ThisWillAgeWell wrote:
NTA. She became TA at "I’m a Sagittarius. We’re not good at this stuff."
You did nothing wrong, although I would have been a bit firmer early on. Rather than waiting for her kids to come and get it, I'd have issued one final ultimatum, one month in:
"We're already two weeks past the deadline you agreed to. Tomorrow, it's going out of my garage onto the front lawn. Your kids can come and pick it up, or not, I don't really care. If it's not gone three days after that, I'm sending it to the dump."
She hasn’t spoken to me since. Unfriended. Full stop. Problem solved.
MACRS_or_break wrote:
NTA. You aren’t obligated to store her property indefinitely, and it’s reasonable to dispose of the property after a reasonable time and after you have clearly contacted her about the issue.

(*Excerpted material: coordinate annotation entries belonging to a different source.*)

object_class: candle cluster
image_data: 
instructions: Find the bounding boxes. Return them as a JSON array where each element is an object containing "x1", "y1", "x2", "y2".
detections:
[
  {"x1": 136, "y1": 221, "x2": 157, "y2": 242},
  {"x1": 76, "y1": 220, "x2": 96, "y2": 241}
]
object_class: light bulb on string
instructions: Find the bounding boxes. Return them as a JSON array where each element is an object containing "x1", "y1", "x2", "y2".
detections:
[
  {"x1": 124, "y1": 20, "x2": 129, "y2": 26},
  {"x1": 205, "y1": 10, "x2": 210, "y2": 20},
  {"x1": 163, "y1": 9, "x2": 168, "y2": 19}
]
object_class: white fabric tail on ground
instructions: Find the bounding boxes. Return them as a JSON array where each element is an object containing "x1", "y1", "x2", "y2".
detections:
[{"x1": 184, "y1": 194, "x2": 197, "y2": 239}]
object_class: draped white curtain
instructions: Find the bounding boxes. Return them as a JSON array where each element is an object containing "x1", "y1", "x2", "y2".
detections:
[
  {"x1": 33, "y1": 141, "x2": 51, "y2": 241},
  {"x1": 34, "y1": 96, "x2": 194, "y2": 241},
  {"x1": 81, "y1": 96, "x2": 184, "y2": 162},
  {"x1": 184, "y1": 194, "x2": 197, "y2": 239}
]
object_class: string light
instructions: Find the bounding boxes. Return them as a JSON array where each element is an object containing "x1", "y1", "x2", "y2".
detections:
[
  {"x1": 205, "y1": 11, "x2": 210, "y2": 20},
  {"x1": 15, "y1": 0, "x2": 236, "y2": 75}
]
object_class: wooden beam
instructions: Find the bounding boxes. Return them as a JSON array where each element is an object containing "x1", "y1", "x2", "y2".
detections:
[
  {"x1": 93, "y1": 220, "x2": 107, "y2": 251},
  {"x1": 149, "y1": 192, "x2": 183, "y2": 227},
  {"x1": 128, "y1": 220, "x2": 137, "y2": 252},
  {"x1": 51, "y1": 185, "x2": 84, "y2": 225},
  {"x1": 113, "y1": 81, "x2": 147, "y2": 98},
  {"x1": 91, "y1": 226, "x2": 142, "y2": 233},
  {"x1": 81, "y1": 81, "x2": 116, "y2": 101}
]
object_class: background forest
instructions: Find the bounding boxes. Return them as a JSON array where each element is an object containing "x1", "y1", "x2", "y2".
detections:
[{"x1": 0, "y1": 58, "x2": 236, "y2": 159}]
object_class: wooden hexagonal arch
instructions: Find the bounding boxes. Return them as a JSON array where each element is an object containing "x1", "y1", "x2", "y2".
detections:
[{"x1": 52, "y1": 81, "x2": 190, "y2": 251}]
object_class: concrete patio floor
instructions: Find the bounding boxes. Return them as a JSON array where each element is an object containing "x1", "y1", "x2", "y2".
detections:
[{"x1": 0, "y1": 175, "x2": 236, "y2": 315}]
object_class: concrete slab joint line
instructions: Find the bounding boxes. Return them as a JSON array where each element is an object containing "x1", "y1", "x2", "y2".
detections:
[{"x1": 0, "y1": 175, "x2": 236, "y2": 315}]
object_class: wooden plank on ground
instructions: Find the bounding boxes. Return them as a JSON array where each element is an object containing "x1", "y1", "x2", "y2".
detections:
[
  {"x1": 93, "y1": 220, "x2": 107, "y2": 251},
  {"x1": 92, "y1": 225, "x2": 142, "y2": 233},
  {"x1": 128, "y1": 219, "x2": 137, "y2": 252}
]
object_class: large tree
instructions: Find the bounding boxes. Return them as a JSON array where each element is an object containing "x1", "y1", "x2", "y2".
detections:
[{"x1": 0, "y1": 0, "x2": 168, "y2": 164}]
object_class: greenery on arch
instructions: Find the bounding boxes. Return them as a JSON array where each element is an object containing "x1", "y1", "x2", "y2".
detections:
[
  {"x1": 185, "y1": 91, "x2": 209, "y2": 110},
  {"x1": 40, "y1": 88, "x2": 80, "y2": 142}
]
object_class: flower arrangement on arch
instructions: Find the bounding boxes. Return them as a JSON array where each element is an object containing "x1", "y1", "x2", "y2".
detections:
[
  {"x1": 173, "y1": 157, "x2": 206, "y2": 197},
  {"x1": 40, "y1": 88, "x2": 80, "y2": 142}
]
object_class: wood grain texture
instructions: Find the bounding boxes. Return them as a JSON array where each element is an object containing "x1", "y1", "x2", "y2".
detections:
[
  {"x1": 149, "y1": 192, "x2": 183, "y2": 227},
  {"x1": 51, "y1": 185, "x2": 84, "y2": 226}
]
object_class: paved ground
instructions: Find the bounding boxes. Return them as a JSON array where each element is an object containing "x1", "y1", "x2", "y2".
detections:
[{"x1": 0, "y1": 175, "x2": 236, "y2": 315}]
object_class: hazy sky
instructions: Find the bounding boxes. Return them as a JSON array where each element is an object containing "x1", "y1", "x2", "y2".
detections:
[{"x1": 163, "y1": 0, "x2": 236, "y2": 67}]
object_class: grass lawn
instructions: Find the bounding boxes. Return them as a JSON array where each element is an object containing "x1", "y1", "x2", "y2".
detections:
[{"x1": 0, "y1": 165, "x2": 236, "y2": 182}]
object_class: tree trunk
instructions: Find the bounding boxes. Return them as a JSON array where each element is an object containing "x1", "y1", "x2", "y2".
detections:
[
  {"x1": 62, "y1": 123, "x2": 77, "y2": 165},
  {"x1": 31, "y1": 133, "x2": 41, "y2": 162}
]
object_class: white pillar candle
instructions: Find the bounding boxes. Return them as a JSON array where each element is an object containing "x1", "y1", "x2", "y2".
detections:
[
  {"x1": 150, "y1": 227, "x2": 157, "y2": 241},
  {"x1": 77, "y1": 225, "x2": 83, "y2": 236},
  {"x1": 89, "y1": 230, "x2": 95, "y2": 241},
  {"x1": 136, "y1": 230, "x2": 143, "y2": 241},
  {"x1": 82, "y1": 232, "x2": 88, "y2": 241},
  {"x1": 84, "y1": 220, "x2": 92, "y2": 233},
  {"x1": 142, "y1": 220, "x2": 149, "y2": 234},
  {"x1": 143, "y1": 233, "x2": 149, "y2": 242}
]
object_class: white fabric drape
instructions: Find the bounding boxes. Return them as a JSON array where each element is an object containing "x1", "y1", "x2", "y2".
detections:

You did this in good form and it a polite manner.
flumpf wrote:
NTA you’re too good of a friend. You said two weeks and you let it lapse over 182. You gave her more than plenty of notice. Next time do yourself the favour and chuck it after the agreed upon time is done. If the only thing she was friends with you for was storing her crap, she wasn’t a good friend anyway.
apothekryptic wrote:
Your use of the word "friend" is awfully generous. Her only response should have been a big apology. The fact that she thought it okay to use you for free storage for YEARS is actually insane. If she's gone friends-off over this, send her an invoice for storage and removal. NTA.